I taught for four years until my Baptist church back in New Jersey called me as its new pastor. Back up among the Yankees! I viewed the ministry as a high calling and privilege. But soon I found myself seduced again into academics. I enrolled in a second Ph.D. program at Drew, this time in New Testament (graduating in 1993). Almost immediately, my newfound piety began to chafe. My scalpel of critical reasoning, newly honed and applied to the biblical text, made it hard for me to restrain my old skepticism. About this time I also began to read extensively in radical postmodern philosophy. Unfortunately for me, my congregation had been getting more traditional while I was getting more radical! We had a bitter parting of the ways, and the church split.

As pastor of my own unofficial Universalist church, meeting in my home, I had come to view religion simply as a matter of spiritual experience. "God" was mainly part of the language of worship, not necessarily anything more. But that was enough. As long as religion offered a unique, special kind of experience, that was all that mattered. I was teaching Religious Studies at Bergen Community College at this time, and I would discuss this theory, that religion offered a kind of spirituality that could not be simply reduced to moral conscience or to a set of beliefs. But then I began to think that, no, the way I understood religion, it wasn't even unique. It was really a kind of esthetic experience. Worship was something akin to the awe we feel at great art or at beholding the starry sky. Poetry could offer essentially the same, genuinely spiritual experience. Religion came to seem to me basically a matter of drama and theater. That is not to denigrate it. Rather, to see it as theatrical is to explain why it is so powerful, like an engrossing film or play that leaves the viewer changed.

But this meant that religion is nothing more than a creation of human imagination. As such it still fascinates me. Some theologians believe the same things I do but feel the need to remain a part of it. They feel that being a Christian is part of their identity, and that they need not give it up, only "demythologize" it. I felt this way for quite a while. But at length I realized I was kidding myself. I realized I do not esteem Jesus as any greater a teacher than Aristotle or Epicurus. I guess I agree more with Nietzsche than with Jesus. So what's the point? As for the artistic, theatrical dimension of the thing, I find my imagination enriched, my soul nourished, by the arts. I look to philosophy for a deeper understanding of the world. Religion now seems to me a kind of nursery school version of philosophy.

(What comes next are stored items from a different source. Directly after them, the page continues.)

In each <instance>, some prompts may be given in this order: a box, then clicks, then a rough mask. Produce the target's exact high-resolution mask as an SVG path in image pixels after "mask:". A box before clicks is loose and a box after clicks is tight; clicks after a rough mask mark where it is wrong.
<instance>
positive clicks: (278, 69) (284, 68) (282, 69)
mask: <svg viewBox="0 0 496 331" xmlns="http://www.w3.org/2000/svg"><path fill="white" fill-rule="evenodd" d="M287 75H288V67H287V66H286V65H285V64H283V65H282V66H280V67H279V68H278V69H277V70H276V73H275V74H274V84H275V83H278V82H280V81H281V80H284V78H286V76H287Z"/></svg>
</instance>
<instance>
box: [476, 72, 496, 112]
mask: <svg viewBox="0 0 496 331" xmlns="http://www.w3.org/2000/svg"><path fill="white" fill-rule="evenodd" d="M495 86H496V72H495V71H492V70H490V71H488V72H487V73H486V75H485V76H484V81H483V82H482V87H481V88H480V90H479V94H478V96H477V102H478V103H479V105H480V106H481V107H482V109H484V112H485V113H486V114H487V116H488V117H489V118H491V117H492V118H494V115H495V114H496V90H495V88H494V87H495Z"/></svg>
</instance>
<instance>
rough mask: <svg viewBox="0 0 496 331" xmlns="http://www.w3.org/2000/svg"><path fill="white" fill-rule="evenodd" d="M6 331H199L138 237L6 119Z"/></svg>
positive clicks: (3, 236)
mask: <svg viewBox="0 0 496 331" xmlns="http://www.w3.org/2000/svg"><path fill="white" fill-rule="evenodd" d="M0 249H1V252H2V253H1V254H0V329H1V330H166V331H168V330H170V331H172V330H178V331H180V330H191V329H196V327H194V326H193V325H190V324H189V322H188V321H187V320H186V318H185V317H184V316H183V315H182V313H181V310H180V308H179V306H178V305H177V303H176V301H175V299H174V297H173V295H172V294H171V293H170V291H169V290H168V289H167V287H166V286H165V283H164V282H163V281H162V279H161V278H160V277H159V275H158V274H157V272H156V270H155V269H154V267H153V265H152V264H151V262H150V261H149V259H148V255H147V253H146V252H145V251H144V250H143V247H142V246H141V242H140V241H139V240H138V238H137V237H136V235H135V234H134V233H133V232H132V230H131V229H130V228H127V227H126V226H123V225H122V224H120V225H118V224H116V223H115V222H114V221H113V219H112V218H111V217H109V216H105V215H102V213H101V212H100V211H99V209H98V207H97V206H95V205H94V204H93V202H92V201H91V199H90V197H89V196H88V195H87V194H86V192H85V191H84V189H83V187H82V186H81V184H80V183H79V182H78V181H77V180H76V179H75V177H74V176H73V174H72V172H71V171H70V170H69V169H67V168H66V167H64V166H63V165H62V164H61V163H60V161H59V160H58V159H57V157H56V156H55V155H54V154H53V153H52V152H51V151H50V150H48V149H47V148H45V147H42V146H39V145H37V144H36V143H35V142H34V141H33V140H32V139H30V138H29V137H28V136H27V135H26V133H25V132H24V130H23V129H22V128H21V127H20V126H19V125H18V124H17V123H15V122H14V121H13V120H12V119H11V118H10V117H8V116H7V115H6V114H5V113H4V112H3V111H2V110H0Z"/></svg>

Philosophy can never provide the kind of certainties religion promises, but, obviously, religion cannot provide them either! Someone may say there is eternal life, and you may want to believe there is, but that hardly makes it certain! Maturity is bittersweet. Among other things, it means getting used to the fact that, as John Lennon said, above us there's only sky. Life is fleeting, but it's all the more precious for that very reason! But, you may ask, is there nothing greater than me for me to look up to? You bet! There's my potential as a human being that I have yet to fulfill. And there are the great future achievements of the human race to live for! 

The Bible continues to fascinate me. I teach it in college and graduate school, though now it seems as bizarre to "believe" the Bible as it would be to "believe" the Iliad or Hamlet! 

I have abandoned the ministry, though I have not abandoned my friends who left the church with me. We still meet often and call ourselves "Heretics Anonymous." We discuss ideas. We figure there is at least as much spirituality in questions as in answers. And that's good, since we find we have a lot more questions than answers.